1. Garrison v. Sagepoint Fin., Inc.  
No. 69625-4 
(July 14, 2014)
2014 Wash. App. LEXIS 1695 (lexis.com)

2014 Wash. App. LEXIS 1695 (Lexis Advance)


Brief: The Court of Appeals affirms dismissal of the respondeat superior claim against the investment firm. The court reverses summary judgment dismissal on the claims against the firm for negligent supervision and violation of the Washington State Securities Act because there are material issues of fact as to whether the firm knew or should have known by October 2007 that the stockbroker was acting as an investment advisor for compensation triggering a duty under the National Association of Securities Dealers Rules to either supervise the securities transactions in the plaintiffs' brokerage accounts or to investigate and monitor the securities transactions in the accounts.

2. Ha v. Signal Elec., Inc. 
No. 70423-1
(July 14, 2014)
2014 Wash. App. LEXIS 1701 (lexis.com)

2014 Wash. App. LEXIS 1701 (Lexis Advance)


Brief: Plaintiff sued defendant after she was hit by a drunk driver in an intersection where defendant was installing a new traffic light. Defendant was in Chapter 11 bankruptcy, so plaintiff sought and received permission to proceed. Plaintiff then asked defendant's bankruptcy attorney if he would accept service of process. The attorney agreed and executed an acceptance of service. However, the attorney sent the summons and complaint to defendant's bankruptcy financial advisor, who forwarded them to the wrong insurance company and not to defendant. When defendant failed to appear, the trial court entered an order of default and default judgment. Defendant eventually received notice and moved to vacate under CR 60(b)(5) for improper service of process and CR 60(b)(1) for mistake, inadvertence, or excusable neglect. The trial court granted the motion and vacated the default judgment. The Court of Appeals affirms based on CR 60(b)(1).

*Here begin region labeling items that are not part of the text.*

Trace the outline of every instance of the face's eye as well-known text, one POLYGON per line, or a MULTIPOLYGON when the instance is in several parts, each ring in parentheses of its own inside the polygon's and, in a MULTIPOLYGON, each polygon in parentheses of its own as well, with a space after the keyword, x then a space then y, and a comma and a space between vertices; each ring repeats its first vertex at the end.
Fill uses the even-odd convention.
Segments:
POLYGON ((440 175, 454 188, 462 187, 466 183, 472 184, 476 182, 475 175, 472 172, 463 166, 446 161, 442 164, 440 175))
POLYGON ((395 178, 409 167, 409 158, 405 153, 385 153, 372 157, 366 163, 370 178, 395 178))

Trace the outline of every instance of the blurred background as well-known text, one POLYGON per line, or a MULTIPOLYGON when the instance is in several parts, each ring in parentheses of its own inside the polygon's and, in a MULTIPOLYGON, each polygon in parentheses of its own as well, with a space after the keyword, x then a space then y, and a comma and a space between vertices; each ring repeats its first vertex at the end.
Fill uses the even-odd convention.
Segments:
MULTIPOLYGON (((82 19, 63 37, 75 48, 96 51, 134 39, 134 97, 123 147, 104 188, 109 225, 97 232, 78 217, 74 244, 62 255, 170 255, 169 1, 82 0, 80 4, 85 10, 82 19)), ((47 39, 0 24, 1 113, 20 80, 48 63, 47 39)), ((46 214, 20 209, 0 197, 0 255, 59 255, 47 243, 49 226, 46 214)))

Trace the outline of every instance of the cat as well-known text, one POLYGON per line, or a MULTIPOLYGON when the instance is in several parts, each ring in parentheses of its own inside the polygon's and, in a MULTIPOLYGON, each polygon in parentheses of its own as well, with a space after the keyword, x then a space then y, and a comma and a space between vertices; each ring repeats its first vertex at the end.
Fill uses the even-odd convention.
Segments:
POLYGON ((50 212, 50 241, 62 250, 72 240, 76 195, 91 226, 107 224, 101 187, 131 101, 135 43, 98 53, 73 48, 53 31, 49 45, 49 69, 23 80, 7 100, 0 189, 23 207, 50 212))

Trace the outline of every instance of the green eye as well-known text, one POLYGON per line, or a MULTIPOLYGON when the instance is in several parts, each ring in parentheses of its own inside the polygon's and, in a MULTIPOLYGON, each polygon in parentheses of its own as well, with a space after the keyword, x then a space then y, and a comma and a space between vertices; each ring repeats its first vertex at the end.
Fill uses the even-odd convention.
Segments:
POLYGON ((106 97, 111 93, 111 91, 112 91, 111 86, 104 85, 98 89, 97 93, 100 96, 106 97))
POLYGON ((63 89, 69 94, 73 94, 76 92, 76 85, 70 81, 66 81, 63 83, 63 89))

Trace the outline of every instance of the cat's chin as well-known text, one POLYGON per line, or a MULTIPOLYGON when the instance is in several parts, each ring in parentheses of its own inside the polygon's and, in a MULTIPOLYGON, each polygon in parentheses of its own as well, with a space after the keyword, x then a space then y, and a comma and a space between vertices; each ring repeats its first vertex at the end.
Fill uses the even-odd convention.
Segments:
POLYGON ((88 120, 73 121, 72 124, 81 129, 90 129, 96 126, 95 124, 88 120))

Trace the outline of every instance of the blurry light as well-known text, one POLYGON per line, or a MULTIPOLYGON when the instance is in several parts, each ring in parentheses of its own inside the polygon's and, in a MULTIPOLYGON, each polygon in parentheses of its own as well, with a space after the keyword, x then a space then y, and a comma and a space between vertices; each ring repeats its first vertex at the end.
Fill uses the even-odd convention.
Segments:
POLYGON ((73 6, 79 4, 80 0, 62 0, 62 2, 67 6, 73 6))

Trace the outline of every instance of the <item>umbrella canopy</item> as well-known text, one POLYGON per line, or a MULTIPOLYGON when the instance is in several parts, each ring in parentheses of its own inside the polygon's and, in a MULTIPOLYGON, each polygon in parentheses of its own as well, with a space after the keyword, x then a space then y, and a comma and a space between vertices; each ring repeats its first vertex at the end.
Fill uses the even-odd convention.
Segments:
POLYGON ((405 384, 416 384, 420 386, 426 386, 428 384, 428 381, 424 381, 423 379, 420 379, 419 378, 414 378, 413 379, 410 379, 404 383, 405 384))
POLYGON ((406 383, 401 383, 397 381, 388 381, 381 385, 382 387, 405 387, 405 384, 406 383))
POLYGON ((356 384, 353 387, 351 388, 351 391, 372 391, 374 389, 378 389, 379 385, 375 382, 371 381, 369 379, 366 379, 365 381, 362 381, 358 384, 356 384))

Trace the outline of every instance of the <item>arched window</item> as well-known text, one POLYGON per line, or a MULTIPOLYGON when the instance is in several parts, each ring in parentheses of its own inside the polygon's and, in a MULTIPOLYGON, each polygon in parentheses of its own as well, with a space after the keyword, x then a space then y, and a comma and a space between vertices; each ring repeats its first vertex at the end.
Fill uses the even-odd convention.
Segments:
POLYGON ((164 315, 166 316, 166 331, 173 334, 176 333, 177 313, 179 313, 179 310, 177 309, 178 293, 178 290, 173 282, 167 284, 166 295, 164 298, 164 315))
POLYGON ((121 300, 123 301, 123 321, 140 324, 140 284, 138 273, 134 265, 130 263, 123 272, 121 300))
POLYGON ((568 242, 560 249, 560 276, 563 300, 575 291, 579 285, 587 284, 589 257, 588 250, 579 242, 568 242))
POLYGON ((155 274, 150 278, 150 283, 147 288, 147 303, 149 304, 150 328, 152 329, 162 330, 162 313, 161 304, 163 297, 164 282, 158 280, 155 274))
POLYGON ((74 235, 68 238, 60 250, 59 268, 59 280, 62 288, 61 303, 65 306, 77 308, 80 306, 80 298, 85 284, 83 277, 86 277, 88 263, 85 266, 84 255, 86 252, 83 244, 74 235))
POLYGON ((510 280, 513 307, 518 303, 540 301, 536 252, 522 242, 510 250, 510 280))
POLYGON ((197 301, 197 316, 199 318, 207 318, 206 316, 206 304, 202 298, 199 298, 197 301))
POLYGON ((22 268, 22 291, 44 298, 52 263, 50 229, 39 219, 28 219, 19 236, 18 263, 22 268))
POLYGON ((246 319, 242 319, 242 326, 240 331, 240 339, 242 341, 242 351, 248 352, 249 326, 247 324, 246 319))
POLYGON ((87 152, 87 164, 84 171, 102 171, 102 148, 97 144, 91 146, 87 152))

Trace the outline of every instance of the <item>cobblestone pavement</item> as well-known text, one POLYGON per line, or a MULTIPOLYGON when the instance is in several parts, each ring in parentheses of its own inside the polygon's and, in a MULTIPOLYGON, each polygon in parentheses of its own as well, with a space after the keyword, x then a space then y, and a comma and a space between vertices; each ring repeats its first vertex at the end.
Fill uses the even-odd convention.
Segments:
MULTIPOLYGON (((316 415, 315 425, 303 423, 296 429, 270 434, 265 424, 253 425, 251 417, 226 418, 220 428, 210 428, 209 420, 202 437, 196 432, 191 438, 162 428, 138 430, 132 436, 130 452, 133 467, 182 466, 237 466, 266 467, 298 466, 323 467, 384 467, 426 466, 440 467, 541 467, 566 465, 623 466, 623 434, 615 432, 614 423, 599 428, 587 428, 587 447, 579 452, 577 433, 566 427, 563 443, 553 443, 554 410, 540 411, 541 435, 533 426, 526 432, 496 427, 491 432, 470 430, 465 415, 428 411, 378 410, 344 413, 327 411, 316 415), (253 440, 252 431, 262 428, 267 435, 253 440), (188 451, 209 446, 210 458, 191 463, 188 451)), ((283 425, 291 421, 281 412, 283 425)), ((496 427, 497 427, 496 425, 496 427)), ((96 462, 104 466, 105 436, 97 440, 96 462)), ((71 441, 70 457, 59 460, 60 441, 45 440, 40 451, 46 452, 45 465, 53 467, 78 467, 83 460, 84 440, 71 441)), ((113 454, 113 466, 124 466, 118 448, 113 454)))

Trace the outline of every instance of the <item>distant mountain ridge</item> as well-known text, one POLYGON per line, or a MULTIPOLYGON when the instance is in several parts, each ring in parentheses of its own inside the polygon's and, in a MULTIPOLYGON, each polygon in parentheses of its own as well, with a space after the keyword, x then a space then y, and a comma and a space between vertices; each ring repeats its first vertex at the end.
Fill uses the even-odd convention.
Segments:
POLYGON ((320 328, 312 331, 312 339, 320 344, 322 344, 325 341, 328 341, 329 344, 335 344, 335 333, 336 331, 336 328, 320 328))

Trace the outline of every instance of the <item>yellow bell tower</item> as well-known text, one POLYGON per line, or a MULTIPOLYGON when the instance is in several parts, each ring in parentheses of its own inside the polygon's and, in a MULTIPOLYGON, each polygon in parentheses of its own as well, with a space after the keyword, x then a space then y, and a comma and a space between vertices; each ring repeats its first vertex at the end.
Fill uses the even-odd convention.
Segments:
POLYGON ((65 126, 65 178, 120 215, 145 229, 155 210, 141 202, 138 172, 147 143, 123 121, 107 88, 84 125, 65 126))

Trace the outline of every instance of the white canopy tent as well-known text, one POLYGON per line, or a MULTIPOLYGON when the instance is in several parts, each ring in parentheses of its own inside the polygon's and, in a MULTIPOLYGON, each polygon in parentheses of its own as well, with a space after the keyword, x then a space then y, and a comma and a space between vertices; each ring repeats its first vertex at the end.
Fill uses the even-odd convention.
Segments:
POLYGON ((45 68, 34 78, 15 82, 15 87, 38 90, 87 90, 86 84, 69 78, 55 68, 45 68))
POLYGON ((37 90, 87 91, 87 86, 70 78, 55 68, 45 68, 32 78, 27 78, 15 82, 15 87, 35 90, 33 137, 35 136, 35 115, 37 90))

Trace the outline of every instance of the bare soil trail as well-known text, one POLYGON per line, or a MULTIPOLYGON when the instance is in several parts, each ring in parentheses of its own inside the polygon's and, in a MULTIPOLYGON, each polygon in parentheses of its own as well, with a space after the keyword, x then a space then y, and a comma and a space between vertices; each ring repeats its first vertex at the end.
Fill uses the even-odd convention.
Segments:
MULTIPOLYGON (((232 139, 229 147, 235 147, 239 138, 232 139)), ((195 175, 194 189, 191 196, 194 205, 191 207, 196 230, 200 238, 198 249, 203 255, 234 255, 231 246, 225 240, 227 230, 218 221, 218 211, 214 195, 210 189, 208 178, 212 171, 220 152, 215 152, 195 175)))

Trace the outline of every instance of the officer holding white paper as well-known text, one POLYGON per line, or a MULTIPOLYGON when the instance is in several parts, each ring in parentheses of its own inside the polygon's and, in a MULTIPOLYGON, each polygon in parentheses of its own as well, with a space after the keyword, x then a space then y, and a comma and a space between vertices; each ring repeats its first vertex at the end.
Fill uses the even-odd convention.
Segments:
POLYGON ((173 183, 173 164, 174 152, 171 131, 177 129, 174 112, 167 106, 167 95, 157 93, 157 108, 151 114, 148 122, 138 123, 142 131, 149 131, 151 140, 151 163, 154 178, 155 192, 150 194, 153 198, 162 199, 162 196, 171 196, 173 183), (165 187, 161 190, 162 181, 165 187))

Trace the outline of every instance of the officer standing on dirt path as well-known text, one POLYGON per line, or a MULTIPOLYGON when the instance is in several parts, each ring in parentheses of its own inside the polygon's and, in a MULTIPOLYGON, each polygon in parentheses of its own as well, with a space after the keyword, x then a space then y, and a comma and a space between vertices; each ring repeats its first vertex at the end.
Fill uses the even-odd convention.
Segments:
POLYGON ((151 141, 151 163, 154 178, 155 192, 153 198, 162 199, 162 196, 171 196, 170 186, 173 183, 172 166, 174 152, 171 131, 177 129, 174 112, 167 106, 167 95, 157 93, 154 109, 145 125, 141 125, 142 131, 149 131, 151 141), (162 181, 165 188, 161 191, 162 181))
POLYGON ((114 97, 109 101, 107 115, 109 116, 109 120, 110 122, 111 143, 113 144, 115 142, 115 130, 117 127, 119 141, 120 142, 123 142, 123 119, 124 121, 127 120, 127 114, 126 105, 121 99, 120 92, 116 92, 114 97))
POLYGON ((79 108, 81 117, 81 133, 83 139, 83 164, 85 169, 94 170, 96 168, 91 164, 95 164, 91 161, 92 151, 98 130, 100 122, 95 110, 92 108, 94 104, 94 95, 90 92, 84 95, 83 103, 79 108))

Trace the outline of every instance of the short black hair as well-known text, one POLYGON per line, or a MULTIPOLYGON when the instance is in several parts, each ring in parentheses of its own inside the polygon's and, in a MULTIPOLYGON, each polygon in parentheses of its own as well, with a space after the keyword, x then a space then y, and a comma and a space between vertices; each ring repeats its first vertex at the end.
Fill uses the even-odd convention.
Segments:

3. In re Pers. Restraint of Smalls 
No. 68740-9
(July 14, 2014)
2014 Wash. App. LEXIS 1690 (lexis.com)

2014 Wash. App. LEXIS 1690 (Lexis Advance)


Brief: Convicted offender collaterally attacks his 2009 convictions for assault in the second degree and murder in the second degree. He seeks to withdraw his guilty pleas to both crimes and dismissal of the assault charge. The offender's judgment and sentence shows that he was charged and convicted of assault in violation of the statute of limitations. As a result, the State concedes that the assault charge should be dismissed. The offender also contends that this facial error and a sentencing error for his murder conviction entitle him to collaterally challenge his guilty plea to murder more than one year after his judgment and sentence became final. Because he identifies no facial error relating to his murder conviction, RCW 10.73.090(1) bars this collateral challenge.

4. W. Nat'l Assurance Co. v. Shelcon Constr. Co. 
No. 70143-6
(filed May 5, 2014; ordered published July 10, 2014)
2014 Wash. App. LEXIS 1094 (lexis.com)

2014 Wash. App. LEXIS 1094 (Lexis Advance)


Brief: The defective work and operations exclusion in the general contractor's commercial general liability policy precluded coverage for the contractor's alleged defective performance in removing the settlement markers, which resulted in a reduction in value of the property.